ChatGPT designed a processor, and it has been successfully fabricated — demo video shows it powering a Christmas light show

QTCore-C1 chip demo
(Image credit: Dr Hammond Pearce)

The QTCore-C1 chip, created by NYU Tandon’s Dr Hammond Pearce using ChatGPT, has passed another major milestone. NYU wrote to Tom’s Hardware today to alert us that the QTCore-C1 has been successfully fabricated, and we have embedded a video showing it powering a festive Christmas light show. Moreover, it is asserted that the power of contemporary AIs is now sufficient to “blow open access to successful chip design.”

Ahead of the above Christmas lights extravaganza video shared by Dr Pearce, a development PCB featuring the QTCore-C1 chip was pictured operating and connected to a display. The LinkedIn post reminds us that the project won the inaugural Efabless Corporation AI-generated open-source silicon design contest earlier this year. We wrote about this AI design feat back in June.

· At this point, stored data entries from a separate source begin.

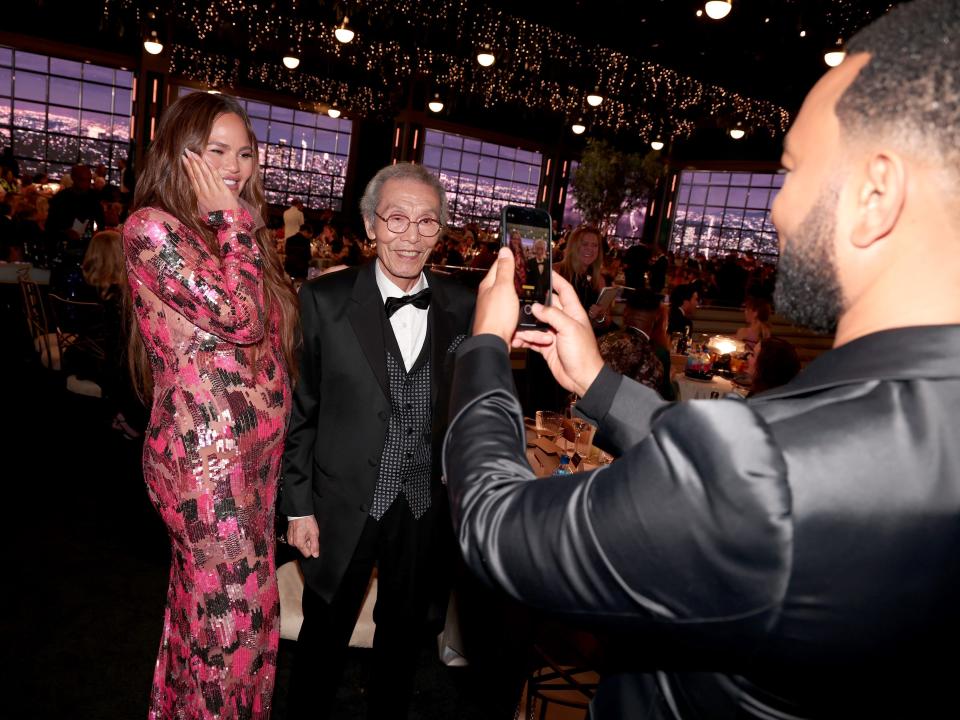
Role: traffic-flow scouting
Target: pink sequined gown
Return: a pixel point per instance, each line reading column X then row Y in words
column 211, row 460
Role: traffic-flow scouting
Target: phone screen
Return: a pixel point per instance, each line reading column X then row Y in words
column 526, row 231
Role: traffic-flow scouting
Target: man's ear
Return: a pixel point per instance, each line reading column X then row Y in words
column 880, row 198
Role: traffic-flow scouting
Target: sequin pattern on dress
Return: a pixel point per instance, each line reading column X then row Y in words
column 211, row 460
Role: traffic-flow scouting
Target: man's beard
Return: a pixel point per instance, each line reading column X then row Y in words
column 808, row 289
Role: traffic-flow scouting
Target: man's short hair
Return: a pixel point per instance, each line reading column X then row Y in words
column 910, row 88
column 400, row 171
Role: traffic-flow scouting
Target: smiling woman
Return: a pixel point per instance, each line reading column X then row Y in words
column 213, row 317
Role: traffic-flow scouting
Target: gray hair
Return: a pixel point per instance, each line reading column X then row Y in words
column 400, row 171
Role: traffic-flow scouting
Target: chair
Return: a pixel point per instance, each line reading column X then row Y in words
column 80, row 332
column 569, row 683
column 44, row 342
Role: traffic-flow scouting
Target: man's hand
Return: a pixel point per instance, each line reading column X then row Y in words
column 304, row 534
column 569, row 346
column 497, row 304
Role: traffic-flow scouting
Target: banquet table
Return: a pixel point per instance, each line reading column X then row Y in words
column 713, row 389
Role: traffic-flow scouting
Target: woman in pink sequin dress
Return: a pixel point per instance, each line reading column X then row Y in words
column 216, row 319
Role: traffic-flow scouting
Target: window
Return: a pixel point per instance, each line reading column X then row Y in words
column 721, row 212
column 302, row 154
column 57, row 113
column 481, row 177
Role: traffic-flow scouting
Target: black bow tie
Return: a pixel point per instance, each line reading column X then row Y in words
column 420, row 300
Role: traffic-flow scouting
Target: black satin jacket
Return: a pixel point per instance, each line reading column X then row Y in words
column 794, row 555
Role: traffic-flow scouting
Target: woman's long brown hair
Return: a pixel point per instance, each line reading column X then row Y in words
column 570, row 267
column 164, row 184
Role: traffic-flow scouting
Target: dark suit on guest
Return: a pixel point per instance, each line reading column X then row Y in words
column 539, row 280
column 791, row 556
column 344, row 425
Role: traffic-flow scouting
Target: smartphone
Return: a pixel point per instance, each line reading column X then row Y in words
column 528, row 232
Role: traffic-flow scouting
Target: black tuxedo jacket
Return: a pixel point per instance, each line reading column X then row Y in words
column 341, row 407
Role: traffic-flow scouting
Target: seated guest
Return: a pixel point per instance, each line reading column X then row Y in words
column 645, row 323
column 756, row 311
column 684, row 300
column 773, row 363
column 297, row 253
column 105, row 275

The Efabless Challenge blog indicates the QTCore-C1 chip design was created “entirely via conversations with OpenAI’s GPT-4, [and] every component and every signal was created with GPT-4’s authorship.” Interestingly, the AI was so capable that it also helped patch bugs found in testing and provided insights into the instruction set architecture (ISA) design.

It is noteworthy that ChatGPT didn’t design the CPU in its entirety. Yes, NYU researchers used ChatGPT to translate the ‘plain English’ that describes a chip and its capabilities to a Hardware Descriptor Language (HDL) such as Verilog. However, there are several other key steps to CPU design, and the QTCore-C1 chip is a mere functional block in a more complex overall design.

(Image credit: Dr Hammond Pearce)

The QTCore-C1 integrated circuit (IC) that has been successfully taped out, fabricated, and demonstrated running is probably more accurately described as a co-processor. Dr Pearce explains it is “an 8-bit accumulator-based architecture which can act as a kind of predictable co-processor for the main Caravel core.” Thus, its scope has limits, and those are that “It can do basic mathematical and logic operations, interact with several input/output lines as well as measure time with an internal counter, and can send and receive values and interrupt requests to the main processor.”

Efabless has more than a passing interest in AI-powered chip design and its potential to ‘blow open’ the market. As a creator platform for ASICs offering custom design and manufacturing facilities, the more people get into custom silicon, the better (starting from $9,750 per project).

Mark Tyson
Freelance News Writer

Mark Tyson is a Freelance News Writer at Tom's Hardware US. He enjoys covering the full breadth of PC tech; from business and semiconductor design to products approaching the edge of reason.

  • NateHubbard
    I wonder if chips designed by AI will end up getting someone sued because of copying someone else's existing designs?
    I know nothing about this, but it should be interesting to see what happens.
  • ozarkpro
    Let me break this down;

    1. The Master Computer (Right Hemisphere): Imagine the main computer as the 'Master'. This is like the right hemisphere of the brain, which looks at the big picture. It's in charge of understanding the overall goal and coordinating everything.

    2. The Emissary Chips (Left Hemisphere): The tiny brains or chips, like the QTCoreC1, are like 'Emissaries'. They are similar to the left hemisphere of the brain, focusing on specific tasks and details. They don't see the whole picture but are really good at handling the tasks they are given.

    3. Working Together: Just like in the brain, where the right hemisphere (the Master) understands the big picture and the left hemisphere (the Emissary) focuses on details, in computers, the main computer (Master) manages overall operations while the smaller chips (Emissaries) take care of specific tasks. This helps the whole system work more efficiently.

    4. Specialized Functions: Each Emissary chip is designed for particular tasks, like controlling lights or doing simple calculations. They don't try to do everything; instead, they focus on what they are best at, which helps the Master computer to not get overloaded.

    So, using this metaphor, the main computer is the 'Master', overseeing everything, while the smaller chips are 'Emissaries', each handling specific tasks and reporting back to the Master. This teamwork makes the whole system work better, just like how the different parts of the brain work together.